Contado desde el punto de vista del propio autor de 9 años, el libro narra su viaje desde un pequeño pueblo de El Salvador, donde vivía con sus abuelos, a través de Guatemala, México y Arizona. Es una historia angustiosa, a menudo desgarradora.
Precarios viajes en lancha, encuentros con guardias fronterizos corruptos y días calcinantes y desesperados en el desierto de Sonora. La inocencia del joven narrador —y, a veces, su falta de conciencia del verdadero peligro de su viaje— también permite que haya momentos de humor.
Al caminar durante horas por el desierto, el niño Zamora no puede evitar maravillarse con lo que ve: cactus “como grandes piñas en una espiga” o árboles “como gigantes que nos observan”.
Nombra sus plantas favoritas: “Solitarias, Puntiagudas, Vellosas”. Se fija en el parpadeo de las estrellas. “¿Por qué parpadean así? ¿Pueden ver la tierra bajo nuestros pies? Como los periódicos viejos. Truena. Cruje”.

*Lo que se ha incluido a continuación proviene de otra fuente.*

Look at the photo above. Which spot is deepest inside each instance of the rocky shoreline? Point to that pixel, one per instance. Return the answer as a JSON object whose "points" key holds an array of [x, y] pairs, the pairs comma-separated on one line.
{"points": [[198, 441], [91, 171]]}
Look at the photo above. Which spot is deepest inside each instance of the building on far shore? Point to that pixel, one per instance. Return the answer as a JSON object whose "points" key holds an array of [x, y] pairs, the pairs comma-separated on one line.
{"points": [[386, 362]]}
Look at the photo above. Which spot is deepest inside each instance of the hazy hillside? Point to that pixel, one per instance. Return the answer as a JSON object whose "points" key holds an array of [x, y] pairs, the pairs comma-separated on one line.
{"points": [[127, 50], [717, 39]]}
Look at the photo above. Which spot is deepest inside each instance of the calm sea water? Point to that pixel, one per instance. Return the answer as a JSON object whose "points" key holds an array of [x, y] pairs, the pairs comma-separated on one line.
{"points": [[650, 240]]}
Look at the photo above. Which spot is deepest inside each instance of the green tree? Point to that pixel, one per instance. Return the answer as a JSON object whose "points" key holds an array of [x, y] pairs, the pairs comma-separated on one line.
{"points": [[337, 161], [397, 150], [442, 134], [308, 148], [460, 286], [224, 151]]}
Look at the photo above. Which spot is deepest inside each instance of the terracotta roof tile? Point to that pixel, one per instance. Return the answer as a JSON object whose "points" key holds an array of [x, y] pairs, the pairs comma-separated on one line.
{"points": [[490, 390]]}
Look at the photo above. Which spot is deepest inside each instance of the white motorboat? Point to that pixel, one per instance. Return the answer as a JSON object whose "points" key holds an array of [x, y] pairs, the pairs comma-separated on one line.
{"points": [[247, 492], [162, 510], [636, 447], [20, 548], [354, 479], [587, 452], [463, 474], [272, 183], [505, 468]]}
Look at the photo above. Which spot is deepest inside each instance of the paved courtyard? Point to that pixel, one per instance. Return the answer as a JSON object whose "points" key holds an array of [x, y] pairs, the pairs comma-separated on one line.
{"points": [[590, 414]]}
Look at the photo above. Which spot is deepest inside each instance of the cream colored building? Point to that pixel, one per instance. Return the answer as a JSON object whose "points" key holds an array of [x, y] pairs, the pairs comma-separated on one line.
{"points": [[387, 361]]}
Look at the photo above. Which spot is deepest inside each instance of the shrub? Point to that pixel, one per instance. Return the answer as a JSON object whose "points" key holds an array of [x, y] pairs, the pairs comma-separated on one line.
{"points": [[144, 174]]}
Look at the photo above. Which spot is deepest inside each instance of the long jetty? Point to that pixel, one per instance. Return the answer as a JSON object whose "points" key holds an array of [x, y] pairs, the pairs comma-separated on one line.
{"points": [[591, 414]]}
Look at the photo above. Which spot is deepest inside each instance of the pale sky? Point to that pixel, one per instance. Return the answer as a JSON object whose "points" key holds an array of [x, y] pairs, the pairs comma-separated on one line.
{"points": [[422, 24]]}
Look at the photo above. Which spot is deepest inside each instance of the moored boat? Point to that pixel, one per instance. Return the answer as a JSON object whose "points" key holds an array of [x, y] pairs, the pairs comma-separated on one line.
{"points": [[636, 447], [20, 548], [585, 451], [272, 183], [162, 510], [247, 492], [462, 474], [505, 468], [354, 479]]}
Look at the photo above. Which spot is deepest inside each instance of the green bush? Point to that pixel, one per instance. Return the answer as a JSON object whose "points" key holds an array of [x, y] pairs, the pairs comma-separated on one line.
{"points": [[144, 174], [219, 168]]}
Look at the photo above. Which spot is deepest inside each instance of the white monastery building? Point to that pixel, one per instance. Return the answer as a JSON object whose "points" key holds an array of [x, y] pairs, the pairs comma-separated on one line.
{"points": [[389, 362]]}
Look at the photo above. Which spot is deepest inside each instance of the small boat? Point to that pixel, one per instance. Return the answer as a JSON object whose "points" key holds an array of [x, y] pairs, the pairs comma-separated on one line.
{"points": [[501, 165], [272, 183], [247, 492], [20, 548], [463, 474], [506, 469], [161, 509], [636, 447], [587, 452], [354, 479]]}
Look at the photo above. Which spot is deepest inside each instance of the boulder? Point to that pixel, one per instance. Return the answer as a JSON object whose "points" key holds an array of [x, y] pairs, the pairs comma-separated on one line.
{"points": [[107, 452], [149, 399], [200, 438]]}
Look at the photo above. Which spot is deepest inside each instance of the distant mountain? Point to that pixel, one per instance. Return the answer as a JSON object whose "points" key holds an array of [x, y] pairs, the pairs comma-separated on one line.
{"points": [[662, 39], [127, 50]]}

Roberto se peleó a puñetazos con el cansancio para seguir leyendo, pero las letras que contaban la odisea del niño salvadoreño comenzaron a bailar y, por un instante, formaron el rostro de su hijo menor, que sólo ha visto crecer en la pantalla de un teléfono.
En ese duermevela, Solito ya no se trataba de él, Roberto, sino de sus hijos: No se imaginaba exponerlos a un viaje como el que él hizo, como el que describe el autor. Y el libro, entonces, se tornó igual en advertencia. Y en empatía. Las imágenes que cosechó en la lectura fluyeron en caudaloso río los días posteriores.
Y mientras, aquí, reducimos esas tragedias particulares —la de Roberto, la de Zamora— a frías cifras, como si el drama de la migración fuera sólo un grifo de agua por el que fluyen billetes. No vemos la soledad de las remesas, no sentimos el dolor de la distancia. De vez en cuando historias como éstas nos lo recuerdan.